Nicht alle sind von der Petition begeistert
Der Verein Werkstatträte Deutschland, dessen gewählter Vorstand die Interessen aller 320.000 Werkstattbeschäftigten vertreten soll, ist mit Lukas Aufruf nicht einverstanden. Vor allem, da Lukas seit einigen Jahren selbst gar nicht mehr in einer Werkstatt tätig sei und etwas für Menschen einfordere, die selbst vielleicht etwas ganz anderes wollten, sagt Katrin Rosenbaum, Vorstandsassistentin.
"Es ist nicht richtig, wenn von außerhalb jemand etwas für Menschen fordert, die vielleicht etwas ganz anderes wollen, wo wir wissen, die meisten wollen was anderes."
Ein Mindestlohn führe beispielsweise dazu, dass der wirtschaftliche Druck in den Werkstätten noch mehr ansteige. Außerdem würden die Beschäftigten mit Einführung des Mindestlohns ihre besonderen Schutzrechte verlieren, wie beispielsweise die praktische Unkündbarkeit.
Basisgeld statt Mindestlohn
Der Verein fordere deshalb bereits seit Jahren ein Basisgeld statt eines Mindestlohns.
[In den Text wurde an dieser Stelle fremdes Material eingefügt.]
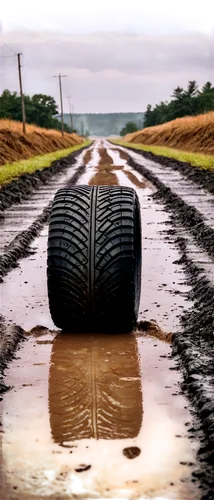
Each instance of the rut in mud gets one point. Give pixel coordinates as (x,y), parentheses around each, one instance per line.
(152,447)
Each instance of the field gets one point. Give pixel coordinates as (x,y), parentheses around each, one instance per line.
(189,139)
(14,146)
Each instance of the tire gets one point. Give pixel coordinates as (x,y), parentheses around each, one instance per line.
(94,258)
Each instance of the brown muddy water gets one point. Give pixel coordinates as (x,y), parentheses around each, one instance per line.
(104,408)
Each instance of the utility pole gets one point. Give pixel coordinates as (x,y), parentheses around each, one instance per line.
(61,102)
(21,94)
(71,114)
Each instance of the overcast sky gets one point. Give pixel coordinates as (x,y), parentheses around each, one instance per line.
(114,61)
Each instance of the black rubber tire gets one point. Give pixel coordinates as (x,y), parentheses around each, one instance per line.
(94,258)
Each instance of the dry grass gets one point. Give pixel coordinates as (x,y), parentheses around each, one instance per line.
(87,156)
(14,146)
(191,134)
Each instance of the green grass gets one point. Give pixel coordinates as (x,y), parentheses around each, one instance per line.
(11,171)
(195,159)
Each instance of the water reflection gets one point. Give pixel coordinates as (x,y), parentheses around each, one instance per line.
(94,388)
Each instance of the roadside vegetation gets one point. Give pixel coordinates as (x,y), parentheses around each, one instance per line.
(189,139)
(195,159)
(11,171)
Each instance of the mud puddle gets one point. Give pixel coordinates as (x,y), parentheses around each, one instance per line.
(107,409)
(20,216)
(190,193)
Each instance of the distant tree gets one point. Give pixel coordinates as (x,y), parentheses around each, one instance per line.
(189,102)
(129,128)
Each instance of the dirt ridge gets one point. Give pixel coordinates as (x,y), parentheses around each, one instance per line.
(201,177)
(196,334)
(188,215)
(10,336)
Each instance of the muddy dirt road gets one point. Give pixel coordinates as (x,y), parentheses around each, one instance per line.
(130,416)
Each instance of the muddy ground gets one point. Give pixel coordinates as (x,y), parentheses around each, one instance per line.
(143,427)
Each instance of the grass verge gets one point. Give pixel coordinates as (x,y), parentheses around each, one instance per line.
(11,171)
(196,159)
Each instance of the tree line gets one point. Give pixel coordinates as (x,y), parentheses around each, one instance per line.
(185,102)
(40,109)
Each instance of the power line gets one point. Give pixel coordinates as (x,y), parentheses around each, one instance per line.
(71,114)
(61,101)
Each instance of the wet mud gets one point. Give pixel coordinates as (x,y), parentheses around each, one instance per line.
(202,177)
(19,247)
(96,406)
(193,342)
(22,188)
(113,409)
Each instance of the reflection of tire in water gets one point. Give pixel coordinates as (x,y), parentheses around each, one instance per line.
(94,388)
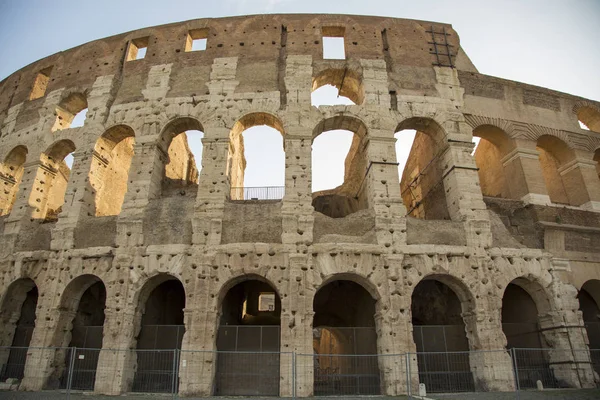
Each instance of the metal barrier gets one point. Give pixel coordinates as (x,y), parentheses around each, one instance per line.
(257,193)
(514,373)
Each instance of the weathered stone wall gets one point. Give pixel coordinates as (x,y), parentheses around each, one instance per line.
(261,70)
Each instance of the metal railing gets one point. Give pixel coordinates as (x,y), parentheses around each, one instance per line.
(257,193)
(515,373)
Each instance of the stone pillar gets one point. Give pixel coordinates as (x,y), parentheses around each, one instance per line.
(115,370)
(78,202)
(213,188)
(197,362)
(463,193)
(145,183)
(46,354)
(21,208)
(490,364)
(394,340)
(383,191)
(522,167)
(581,181)
(297,210)
(296,330)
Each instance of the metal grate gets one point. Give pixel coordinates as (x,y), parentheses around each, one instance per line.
(441,48)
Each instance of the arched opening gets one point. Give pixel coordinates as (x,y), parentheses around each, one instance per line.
(339,194)
(48,193)
(11,172)
(81,321)
(491,148)
(181,142)
(161,330)
(555,156)
(337,87)
(421,182)
(589,304)
(256,159)
(440,336)
(345,341)
(589,118)
(520,324)
(249,335)
(17,321)
(71,112)
(110,167)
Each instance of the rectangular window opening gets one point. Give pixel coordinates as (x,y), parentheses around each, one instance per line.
(333,43)
(40,84)
(137,49)
(197,40)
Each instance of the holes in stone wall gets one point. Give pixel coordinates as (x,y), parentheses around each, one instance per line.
(421,179)
(256,160)
(196,40)
(137,48)
(11,172)
(492,145)
(333,43)
(181,143)
(48,192)
(111,161)
(71,112)
(40,84)
(339,165)
(337,87)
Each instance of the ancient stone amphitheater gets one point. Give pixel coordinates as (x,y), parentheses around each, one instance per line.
(135,252)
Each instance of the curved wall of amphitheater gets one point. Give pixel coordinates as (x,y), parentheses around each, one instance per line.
(127,240)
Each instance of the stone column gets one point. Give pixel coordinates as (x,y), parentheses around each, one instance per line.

Das Basisgeld soll etwa 70 Prozent des durchschnittlichen deutschen Einkommens betragen. Vorstandsmitglied Jürgen Thewes fühlt sich deshalb vom Aufruf zum Mindestlohn übergangen, da dabei der Vorschlag eines Basisgeldes komplett außer Acht gelassen werde.
"Man unterstellt uns, wir wären blöd und könnten nicht mit den Kollegen reden. So wirkt das für uns. Wir haben was erarbeitet, das wird nicht respektiert, nicht wertgeschätzt."
Dass Menschen mit Behinderung unterm Strich zu wenig verdienen und nicht auf eine Grundsicherung angewiesen sein sollten, darin sind sich aber alle einig.
Ein inklusiverer Arbeitsmarkt
Zudem wollen alle, dass der Arbeitsmarkt grundsätzlich inklusiver wird. Nur rund einem Prozent der Werkstattbeschäftigten wird in Deutschland ein regulärer Job vermittelt. Corinna Rüffer musste selbst viele bürokratischen Hürden überwinden, damit sie Lukas bei sich einstellen konnte.
Lukas selbst hofft natürlich, dass seine Chefin noch lange im Bundestag bleibt, damit er seine Anstellung behalten kann und nicht wieder auf die Grundsicherung angewiesen ist. Denn mit seinem Youtube-Kanal verdient er zwar auch ein bisschen was, zum Leben reiche das aber kaum.